Penso che anche la scrittrice del quaderno rosso la pensasse un po’ come me.
 
“Undici anni in una scuola di suore per poi capire solo ora che tutto ciò in cui voglio credere è l’occasionale e fantastica voglia di vivere lontano dalla gente comune”.
 
Comincia a starmi davvero simpatica questa scrittrice.
È come se capisse al volo ciò che penso, è strano, ma bellissimo, perché per la prima volta sento che qualcuno comprende i miei pensieri.
Neanche James capisce.
Ora che ci penso è davvero tanto che non vedo il mio James, ma capisco che sia molto occupato facendo l’avvocato ha poco tempo per me …
Una volta ho chiesto a mia madre perché non venisse a trovarmi James, ma per tutta risposta lei ha preso il cappotto e se ne è andata.
A volte mia madre smette di venirmi a trovare. Sparisce per qualche mese e poi torna da me, come se non fosse successo nulla e il tempo non fosse trascorso. Forse non trascorre davvero.
 
 
Penso di aver combinato un disastro ieri con la dottoressa.
“Quanti anni hai?”
La dottoressa  non si stanca mai di farmi le stesse domande.
“Non lo so”
Lei sospira e mi guarda tra il deluso e il disperato, il che mi fa sentire proprio male, perché non riesco a ricordarmelo quanti anni ho.
“Quanti anni hai?”
Inizio ad agitarmi quando fa così, perché so che mi tormenterà finchè non riuscirò a rispondere o avrò una crisi, e questo la dice lunga su questa donna, perché se cura tutti i suoi pazienti fino all’esaurimento di questi, non credo sia molto amata.

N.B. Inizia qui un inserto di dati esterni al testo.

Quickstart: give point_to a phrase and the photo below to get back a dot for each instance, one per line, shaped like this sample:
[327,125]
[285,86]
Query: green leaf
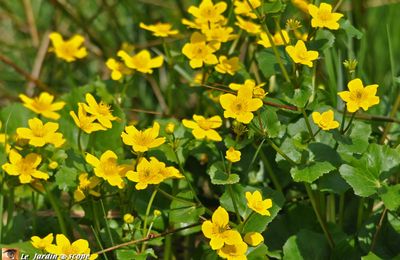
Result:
[306,245]
[220,177]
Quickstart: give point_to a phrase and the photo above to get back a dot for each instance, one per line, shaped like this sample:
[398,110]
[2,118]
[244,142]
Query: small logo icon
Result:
[9,254]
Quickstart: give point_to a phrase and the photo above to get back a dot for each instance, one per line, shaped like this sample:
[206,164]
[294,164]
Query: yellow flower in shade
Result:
[101,111]
[42,243]
[159,29]
[43,105]
[142,141]
[323,17]
[240,107]
[24,167]
[226,65]
[258,91]
[233,155]
[207,12]
[199,52]
[359,96]
[142,61]
[203,128]
[279,38]
[253,238]
[234,252]
[151,172]
[218,230]
[64,247]
[86,185]
[326,120]
[256,203]
[128,218]
[69,50]
[118,69]
[244,8]
[108,169]
[85,122]
[300,54]
[40,134]
[248,26]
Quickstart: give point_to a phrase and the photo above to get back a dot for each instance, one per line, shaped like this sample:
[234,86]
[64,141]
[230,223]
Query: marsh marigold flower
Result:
[64,247]
[151,172]
[101,111]
[69,50]
[159,29]
[86,185]
[142,141]
[226,65]
[326,120]
[40,134]
[85,122]
[142,61]
[240,107]
[256,203]
[42,243]
[300,54]
[108,168]
[323,17]
[118,69]
[233,155]
[24,167]
[218,230]
[203,128]
[234,252]
[199,52]
[359,96]
[279,38]
[43,105]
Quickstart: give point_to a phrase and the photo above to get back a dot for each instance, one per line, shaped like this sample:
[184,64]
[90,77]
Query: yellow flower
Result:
[325,121]
[118,69]
[142,141]
[128,218]
[160,29]
[279,38]
[258,91]
[39,134]
[64,247]
[256,203]
[243,7]
[86,185]
[142,61]
[108,169]
[323,16]
[358,96]
[85,122]
[240,107]
[24,167]
[207,12]
[42,243]
[253,238]
[69,50]
[218,230]
[100,111]
[248,26]
[226,65]
[233,155]
[151,172]
[199,52]
[300,54]
[43,105]
[203,128]
[234,252]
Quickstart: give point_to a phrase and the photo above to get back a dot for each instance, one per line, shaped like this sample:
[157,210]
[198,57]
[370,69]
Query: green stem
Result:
[319,217]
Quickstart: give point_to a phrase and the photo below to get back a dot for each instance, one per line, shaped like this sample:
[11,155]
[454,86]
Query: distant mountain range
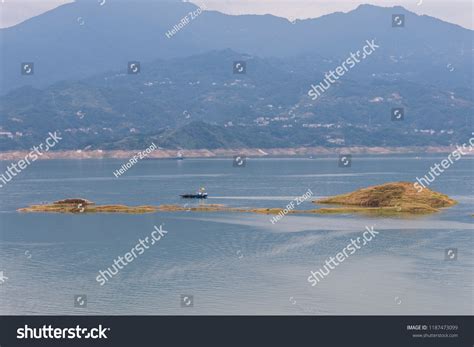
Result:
[186,94]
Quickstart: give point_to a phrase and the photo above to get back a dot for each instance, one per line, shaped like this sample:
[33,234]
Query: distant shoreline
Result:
[216,153]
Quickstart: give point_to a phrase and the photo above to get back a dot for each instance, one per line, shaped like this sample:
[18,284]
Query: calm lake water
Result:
[232,263]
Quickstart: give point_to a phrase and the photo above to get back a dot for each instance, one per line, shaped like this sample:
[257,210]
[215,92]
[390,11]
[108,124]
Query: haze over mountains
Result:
[186,95]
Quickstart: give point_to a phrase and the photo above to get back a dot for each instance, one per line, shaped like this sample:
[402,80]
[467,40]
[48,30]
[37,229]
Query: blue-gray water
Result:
[232,263]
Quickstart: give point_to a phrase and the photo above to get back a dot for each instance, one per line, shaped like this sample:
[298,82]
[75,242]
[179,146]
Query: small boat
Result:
[199,195]
[194,196]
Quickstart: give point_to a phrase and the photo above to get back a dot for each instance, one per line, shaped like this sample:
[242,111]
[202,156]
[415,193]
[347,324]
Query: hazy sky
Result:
[454,11]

“Non me lo ricordo. Non lo so”
“Quanti anni hai?”
Cerco nella mia testa la risposta, perché so che è lì da qualche parte e so che un tempo la conoscevo e so anche di averla odiata, ma non riesco proprio a trovare la risposta.
Sento di aver iniziato a piangere.
“non lo so. Non lo so. NON LO SO!”
Credevo di aver imparato a controllarmi, e invece no.
Ho iniziato a gridare e gridare e a graffiarmi la faccia e molti ricordi sono venuti a galla, volti conosciuti di persone dimenticate, compleanni, una ragazzina sola. Bare.
Ho smesso di gridare e ho fissato la dottoressa negli occhi.
“Chi è nella bara?” ho chiesto.
Lei mi ha guardato come se stesse guardando una tigre che salta nel cerchio di fuoco, forse perché ha pensato che ricordassi.
“Chi c’è nella bara Robyn? Chi hai visto?”
Ma io proprio non lo so chi ho visto.
Lascio cadere la testa sul cuscino e chiudo gli occhi.
“James non è venuto oggi?”
“No Robyn”
“Nella bara”
“Era James nella bara?”
Apro gli occhi e mi rimetto a sedere di scatto.
“NO!” ho gridato “no” ho ripetuto sottovoce.
Ora ricordo. Non era la prima volta che vedevo quella bara. E neanche la bambina che piangeva appoggiata al freddo legno, e neanche l’uomo nella bara.
L’uomo nella bara.
Sorrideva.
A volte penso che siano solo giochi della mia mente e dei farmaci che mi danno qui … ma certi ricordi che vedo, che sento, sono reali, sensazioni davvero provate, situazioni realmente vissute.
Non voglio parlarne con  la dottoressa , ne con mia madre, perché loro non capirebbero i miei sentimenti.
 
Sono stanca, terribilmente stanca. Apro il quaderno e scrivo. Tutto ciò che ho visto e provato, prima che la mia mente mi porti via quelle briciole di ricordi e prima che tutto finisca nel buio più totale.
Ora è buio. Se rileggo ciò che ho scritto, non lo capisco. Una Bara?